The sacred mountain of the Batak people,
Mount Pusuk Buhit, symbolically forms both a boundary and a connection
between the seven generations of deities that descended from Si Boru
Deak Parujar and the mortal human descendants of the first man, Si Raja
Batak, who founded the first Batak settlement of Sianjurmulamula at the
foot of this sacred mountain.

Legend tells us that when Mulajadi Na Bolon descended to Pusuk Buhit
for the final time, he brought two sacred books (pustaha) which he
bestowed upon Si Raja Batak. The first book was called the Pustaha
Agong (The Great Book) which was a tome offering spiritual and
metaphysical guidance as well as instructions into the sciences of
medicine and sacred magic. The second book dealt with matters relating
to good governance and politically related issues. The first book was
bequeathed to the eldest son of Si Raja Batak, Guru Tateabulan, and his
descendants. The second book was bestowed upon the second son of Si
Raja Batak, Si Raja Isumbaon, and his descendants. These two descent
groups formed an essential moiety in Batak society that can still be
traced to this day through traditional geneology (tarambo). These two
pustaha (sacred books) are considered to be the source for the
traditional religious concepts and customary law (adat) of the Batak
peoples. This customary law was the basis for the formation of the
first Batak village, Sianjurmulamula, which was founded at the foot of
Mount Pusuk Buhit.

There are many sites in the vicinity of Pusuk Buhit that are intimately
associated with the myths and early history of the Toba Batak people.

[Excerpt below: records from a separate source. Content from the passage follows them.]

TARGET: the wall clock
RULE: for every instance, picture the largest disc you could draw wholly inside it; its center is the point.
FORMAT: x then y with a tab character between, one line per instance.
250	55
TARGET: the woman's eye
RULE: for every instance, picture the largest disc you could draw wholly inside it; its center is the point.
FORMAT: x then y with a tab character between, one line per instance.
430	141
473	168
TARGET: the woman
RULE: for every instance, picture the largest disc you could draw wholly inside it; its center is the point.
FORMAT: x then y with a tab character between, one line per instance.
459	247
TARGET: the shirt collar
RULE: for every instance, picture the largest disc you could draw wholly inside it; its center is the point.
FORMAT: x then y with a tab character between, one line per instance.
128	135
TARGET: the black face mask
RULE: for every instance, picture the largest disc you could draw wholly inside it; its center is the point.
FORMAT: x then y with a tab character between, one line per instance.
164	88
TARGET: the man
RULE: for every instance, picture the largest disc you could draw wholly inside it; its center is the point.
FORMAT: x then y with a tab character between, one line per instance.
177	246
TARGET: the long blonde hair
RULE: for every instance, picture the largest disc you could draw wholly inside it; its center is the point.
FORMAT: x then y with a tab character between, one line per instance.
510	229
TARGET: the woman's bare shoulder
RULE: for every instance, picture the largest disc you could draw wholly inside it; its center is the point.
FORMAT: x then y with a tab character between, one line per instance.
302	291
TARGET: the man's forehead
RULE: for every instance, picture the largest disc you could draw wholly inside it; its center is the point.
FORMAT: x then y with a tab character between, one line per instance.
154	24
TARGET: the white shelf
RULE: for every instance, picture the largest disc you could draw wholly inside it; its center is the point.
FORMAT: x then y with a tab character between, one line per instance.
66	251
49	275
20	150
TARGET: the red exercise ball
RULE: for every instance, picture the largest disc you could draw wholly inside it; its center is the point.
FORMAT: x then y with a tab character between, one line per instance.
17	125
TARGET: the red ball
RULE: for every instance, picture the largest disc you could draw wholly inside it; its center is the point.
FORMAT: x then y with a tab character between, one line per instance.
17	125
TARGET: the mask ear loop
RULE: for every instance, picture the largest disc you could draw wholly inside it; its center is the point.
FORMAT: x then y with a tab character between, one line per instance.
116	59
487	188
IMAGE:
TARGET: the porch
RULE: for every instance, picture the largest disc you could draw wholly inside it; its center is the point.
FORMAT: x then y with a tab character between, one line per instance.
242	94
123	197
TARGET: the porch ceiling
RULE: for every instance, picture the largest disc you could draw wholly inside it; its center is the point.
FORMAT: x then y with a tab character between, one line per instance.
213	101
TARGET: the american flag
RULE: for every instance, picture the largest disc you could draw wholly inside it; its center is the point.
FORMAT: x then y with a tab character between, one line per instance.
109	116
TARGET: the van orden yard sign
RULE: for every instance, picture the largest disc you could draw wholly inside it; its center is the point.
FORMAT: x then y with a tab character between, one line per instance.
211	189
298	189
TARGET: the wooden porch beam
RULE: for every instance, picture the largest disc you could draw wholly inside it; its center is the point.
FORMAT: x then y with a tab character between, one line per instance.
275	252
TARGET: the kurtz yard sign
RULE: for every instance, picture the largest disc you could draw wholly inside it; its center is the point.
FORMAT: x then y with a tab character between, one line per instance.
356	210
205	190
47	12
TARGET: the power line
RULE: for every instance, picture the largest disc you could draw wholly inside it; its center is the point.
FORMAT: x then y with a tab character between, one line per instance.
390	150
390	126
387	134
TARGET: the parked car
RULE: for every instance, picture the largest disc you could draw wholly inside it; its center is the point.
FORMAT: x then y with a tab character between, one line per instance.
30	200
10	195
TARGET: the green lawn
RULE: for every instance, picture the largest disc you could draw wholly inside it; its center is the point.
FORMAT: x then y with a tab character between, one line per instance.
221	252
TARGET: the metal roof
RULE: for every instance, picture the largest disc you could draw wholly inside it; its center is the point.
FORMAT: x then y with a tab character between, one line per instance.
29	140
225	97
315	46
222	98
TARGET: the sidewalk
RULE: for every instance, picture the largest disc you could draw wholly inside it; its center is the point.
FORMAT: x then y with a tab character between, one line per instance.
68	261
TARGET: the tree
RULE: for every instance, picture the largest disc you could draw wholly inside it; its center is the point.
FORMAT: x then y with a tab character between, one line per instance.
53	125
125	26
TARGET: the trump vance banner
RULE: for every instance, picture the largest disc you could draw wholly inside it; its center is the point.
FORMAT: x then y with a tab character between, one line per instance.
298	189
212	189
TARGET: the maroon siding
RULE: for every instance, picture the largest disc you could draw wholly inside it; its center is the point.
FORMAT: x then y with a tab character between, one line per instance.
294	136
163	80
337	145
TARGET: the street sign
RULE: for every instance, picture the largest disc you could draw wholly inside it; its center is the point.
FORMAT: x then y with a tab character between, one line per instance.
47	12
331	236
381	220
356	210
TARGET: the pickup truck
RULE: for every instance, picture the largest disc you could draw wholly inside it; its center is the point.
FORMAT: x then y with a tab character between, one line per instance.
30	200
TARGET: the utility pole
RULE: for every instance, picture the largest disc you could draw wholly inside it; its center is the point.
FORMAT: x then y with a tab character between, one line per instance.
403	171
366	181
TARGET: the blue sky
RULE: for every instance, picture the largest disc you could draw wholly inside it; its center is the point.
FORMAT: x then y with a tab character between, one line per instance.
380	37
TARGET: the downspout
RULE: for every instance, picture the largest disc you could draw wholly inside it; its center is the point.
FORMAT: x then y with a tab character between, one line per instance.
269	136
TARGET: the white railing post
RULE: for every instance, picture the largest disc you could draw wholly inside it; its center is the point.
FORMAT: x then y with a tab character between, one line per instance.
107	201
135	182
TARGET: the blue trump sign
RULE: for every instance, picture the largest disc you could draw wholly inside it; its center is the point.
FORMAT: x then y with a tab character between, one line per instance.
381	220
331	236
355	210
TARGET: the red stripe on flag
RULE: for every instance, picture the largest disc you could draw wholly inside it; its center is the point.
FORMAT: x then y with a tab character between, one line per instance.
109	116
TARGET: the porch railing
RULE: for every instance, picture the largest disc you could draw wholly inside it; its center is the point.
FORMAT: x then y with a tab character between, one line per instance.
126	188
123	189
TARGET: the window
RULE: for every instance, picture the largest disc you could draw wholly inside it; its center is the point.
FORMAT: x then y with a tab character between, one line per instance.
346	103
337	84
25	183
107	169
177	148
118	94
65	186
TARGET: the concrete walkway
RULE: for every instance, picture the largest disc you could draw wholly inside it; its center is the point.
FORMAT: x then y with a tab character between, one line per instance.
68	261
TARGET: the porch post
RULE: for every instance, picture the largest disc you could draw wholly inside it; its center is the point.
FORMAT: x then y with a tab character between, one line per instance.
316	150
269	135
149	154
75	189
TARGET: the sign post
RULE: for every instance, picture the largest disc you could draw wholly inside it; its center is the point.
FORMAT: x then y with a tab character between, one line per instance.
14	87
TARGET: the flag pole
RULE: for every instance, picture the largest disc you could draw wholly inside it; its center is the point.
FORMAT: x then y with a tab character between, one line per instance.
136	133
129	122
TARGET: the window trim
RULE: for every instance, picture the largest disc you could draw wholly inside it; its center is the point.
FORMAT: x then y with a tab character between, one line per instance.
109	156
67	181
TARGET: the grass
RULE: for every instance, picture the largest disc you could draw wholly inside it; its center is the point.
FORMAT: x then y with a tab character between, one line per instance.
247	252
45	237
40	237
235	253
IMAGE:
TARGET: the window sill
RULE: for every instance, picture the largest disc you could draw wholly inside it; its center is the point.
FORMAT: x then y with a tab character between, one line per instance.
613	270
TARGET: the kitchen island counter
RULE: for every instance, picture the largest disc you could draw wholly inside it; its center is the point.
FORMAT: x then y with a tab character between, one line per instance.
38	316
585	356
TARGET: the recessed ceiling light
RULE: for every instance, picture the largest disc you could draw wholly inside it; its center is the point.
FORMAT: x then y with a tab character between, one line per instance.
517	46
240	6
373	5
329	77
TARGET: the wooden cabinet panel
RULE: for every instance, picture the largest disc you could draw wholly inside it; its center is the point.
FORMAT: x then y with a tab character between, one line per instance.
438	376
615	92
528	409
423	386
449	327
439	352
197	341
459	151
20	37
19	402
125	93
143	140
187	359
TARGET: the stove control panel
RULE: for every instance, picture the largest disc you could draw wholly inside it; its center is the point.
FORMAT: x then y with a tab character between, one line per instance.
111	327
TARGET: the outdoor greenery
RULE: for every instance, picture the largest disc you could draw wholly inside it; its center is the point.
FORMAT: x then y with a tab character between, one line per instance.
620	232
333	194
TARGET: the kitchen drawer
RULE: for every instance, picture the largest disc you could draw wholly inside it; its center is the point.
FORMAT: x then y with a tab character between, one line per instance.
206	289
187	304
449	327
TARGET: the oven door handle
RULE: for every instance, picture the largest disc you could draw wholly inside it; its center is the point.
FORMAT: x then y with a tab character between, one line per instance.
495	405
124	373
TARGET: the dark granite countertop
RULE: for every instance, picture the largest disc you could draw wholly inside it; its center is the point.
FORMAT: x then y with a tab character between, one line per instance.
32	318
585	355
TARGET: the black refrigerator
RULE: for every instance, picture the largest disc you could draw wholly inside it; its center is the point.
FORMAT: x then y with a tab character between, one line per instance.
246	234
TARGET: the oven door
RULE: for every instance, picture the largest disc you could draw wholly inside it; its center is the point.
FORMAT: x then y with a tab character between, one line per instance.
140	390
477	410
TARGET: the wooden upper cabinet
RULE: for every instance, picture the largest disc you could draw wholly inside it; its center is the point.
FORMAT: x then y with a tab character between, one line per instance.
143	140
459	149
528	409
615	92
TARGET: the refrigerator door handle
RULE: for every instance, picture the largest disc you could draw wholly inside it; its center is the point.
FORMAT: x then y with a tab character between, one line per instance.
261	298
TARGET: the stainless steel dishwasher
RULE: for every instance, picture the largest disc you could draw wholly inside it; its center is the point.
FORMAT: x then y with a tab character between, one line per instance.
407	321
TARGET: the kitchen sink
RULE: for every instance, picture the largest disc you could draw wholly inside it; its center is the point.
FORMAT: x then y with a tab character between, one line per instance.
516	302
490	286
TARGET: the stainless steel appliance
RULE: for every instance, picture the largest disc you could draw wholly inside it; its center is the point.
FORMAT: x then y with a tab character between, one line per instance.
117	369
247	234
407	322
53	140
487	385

Places such as Batu Hobon, Batu Pargasipan, Sianjurmulamula, Aek
Sipaulak Hosa, Mual Siboru Pareme, Aek Sipitu Dai, and Hariara Lontung
are all considered sacred places and are of great cultural and
historical value. Although these places are considered to be sacred,
and each have fascinating mythical stories relating to them, they can
be visited by the adventurous tourist.